Stefanos Tsitsipas, the world number four, chastised him for his actions.

In an interview with Indian broadcaster WION, Tsitsipas remarked, “For sure, he’s been playing by his own rules.”

Tsitsipas claimed that nearly everyone in the Australian Open had been immunized. Others, on the other hand, “opted to go their own way, making the majority appear to be a bunch of fools.”

‘Error of judgement’

Djokovic called stories of post-infection outings in Serbia sans a mask of “misinformation” on Wednesday.

He attended a ceremony honoring him with stamps bearing his likeness on the day of his alleged positive test in Serbia.
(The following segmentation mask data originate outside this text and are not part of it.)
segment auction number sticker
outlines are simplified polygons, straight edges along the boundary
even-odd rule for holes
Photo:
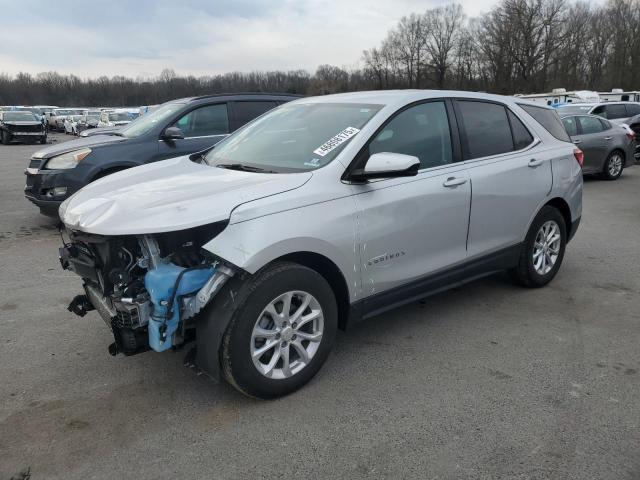
[[[347,127],[344,130],[342,130],[339,134],[337,134],[335,137],[331,137],[329,140],[327,140],[318,148],[316,148],[313,151],[313,153],[315,153],[316,155],[320,155],[321,157],[324,157],[331,150],[338,148],[340,145],[342,145],[344,142],[349,140],[359,131],[360,130],[356,127]]]

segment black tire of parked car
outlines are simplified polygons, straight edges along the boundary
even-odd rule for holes
[[[267,378],[251,358],[253,328],[262,310],[274,298],[297,290],[313,295],[322,307],[324,330],[320,346],[300,372],[285,379]],[[324,277],[297,263],[278,262],[243,282],[234,292],[234,299],[238,307],[231,316],[220,348],[220,362],[227,381],[245,395],[268,399],[287,395],[311,380],[331,352],[338,327],[336,299]]]
[[[43,135],[42,137],[40,137],[40,143],[43,144],[43,145],[47,143],[47,136],[46,135]]]
[[[2,132],[2,144],[9,145],[9,142],[11,142],[11,135],[9,135],[9,132]]]
[[[611,175],[611,172],[609,172],[609,164],[610,162],[613,161],[614,158],[616,158],[616,156],[622,157],[622,167],[620,168],[620,171],[618,171],[616,175]],[[604,162],[604,166],[602,167],[602,176],[604,177],[605,180],[617,180],[622,175],[623,170],[624,170],[624,155],[619,150],[614,150],[609,154],[609,156]]]
[[[533,265],[533,250],[538,231],[540,230],[542,225],[544,225],[545,222],[549,220],[556,222],[556,224],[560,228],[560,251],[558,253],[558,258],[553,265],[553,268],[545,275],[542,275],[536,271]],[[524,287],[544,287],[551,280],[553,280],[553,277],[555,277],[558,273],[560,265],[562,265],[566,246],[567,227],[564,221],[564,217],[558,211],[558,209],[550,205],[545,205],[540,209],[536,217],[533,219],[531,226],[529,227],[529,231],[527,232],[524,244],[522,245],[522,249],[520,250],[518,266],[509,271],[511,278],[516,283]]]

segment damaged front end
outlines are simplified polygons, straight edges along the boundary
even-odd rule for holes
[[[96,310],[113,332],[112,355],[162,352],[195,338],[195,317],[235,273],[201,247],[226,222],[153,235],[67,230],[62,268],[83,279],[68,309]]]

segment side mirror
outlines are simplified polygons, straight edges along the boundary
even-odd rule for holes
[[[162,138],[165,140],[182,140],[184,138],[184,133],[178,127],[169,127],[165,129],[162,134]]]
[[[402,153],[380,152],[369,157],[364,169],[354,170],[351,179],[366,181],[374,178],[413,177],[418,174],[420,159]]]

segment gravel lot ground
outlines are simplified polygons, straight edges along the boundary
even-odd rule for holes
[[[38,148],[0,145],[0,479],[640,478],[639,167],[585,182],[549,287],[497,275],[383,315],[265,402],[182,352],[110,357],[67,312],[79,279],[22,196]]]

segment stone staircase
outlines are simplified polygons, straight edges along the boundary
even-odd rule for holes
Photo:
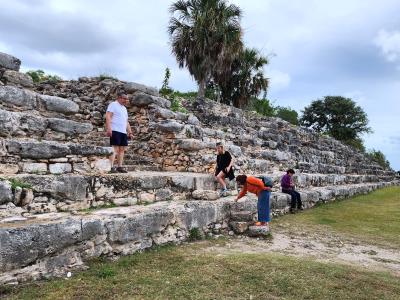
[[[82,77],[33,84],[20,61],[0,53],[0,284],[63,276],[86,260],[116,257],[204,235],[251,234],[257,199],[220,198],[215,142],[236,173],[274,180],[272,216],[287,213],[279,191],[288,167],[306,208],[399,184],[391,170],[339,142],[279,119],[196,100],[173,112],[154,88]],[[107,104],[129,98],[135,138],[127,174],[108,174]]]

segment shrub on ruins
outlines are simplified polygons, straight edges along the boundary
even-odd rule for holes
[[[248,109],[256,111],[260,115],[266,117],[273,117],[275,116],[276,113],[276,108],[273,106],[272,102],[267,98],[258,99],[255,97],[251,97]]]
[[[352,99],[341,96],[326,96],[311,102],[303,110],[300,124],[347,144],[356,144],[361,134],[372,132],[363,109]]]
[[[114,77],[114,76],[112,76],[112,75],[110,75],[110,74],[108,74],[108,73],[101,73],[101,74],[99,75],[99,80],[100,80],[100,81],[103,81],[103,80],[105,80],[105,79],[118,80],[118,78],[116,78],[116,77]]]
[[[299,114],[290,107],[277,106],[275,116],[293,125],[299,125]]]
[[[178,0],[170,13],[172,53],[197,81],[198,96],[204,97],[212,74],[229,72],[242,49],[242,12],[225,0]]]
[[[171,71],[167,67],[167,68],[165,68],[164,80],[163,80],[161,89],[159,91],[159,93],[164,97],[167,97],[167,96],[169,96],[170,94],[172,94],[174,92],[174,90],[169,87],[169,79],[170,79],[170,77],[171,77]]]
[[[386,159],[386,156],[382,151],[372,149],[367,152],[367,155],[382,168],[390,169],[390,162]]]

He went to a young tennis tournament the next day. He didn’t seem to be wearing a mask as he approached both of them.

In an Instagram post, Djokovic stated that he only learned of the PCR test result after attending a children’s tennis tournament on December 17.

However, he confirmed that on December 18, he conducted an interview with the French sports daily L’Equipe.

“On retrospect, this was a blunder, and I acknowledge that I should have rescheduled this commitment,” Djokovic added.

Franck Ramella, the journalist who conducted the L’Equipe interview, said he had no idea Djokovic was Covid-positive at the time of the conversation.

The tennis player also acknowledged making a mistake on his Australian travel declaration, in which he checked a box indicating that he had not traveled in the 14 days leading up to his flight to Melbourne.

In fact, he flew from Serbia to Spain during that time, according to social media posts and sources.

Djokovic put the blame on his backroom staff. “My agent apologizes profusely for the administrative error of checking the wrong box,” he stated.

As the number of Covid-related hospitalizations rises in Melbourne, the Victorian state government announced on Thursday that the Australian Open’s capacity will be capped at 50%.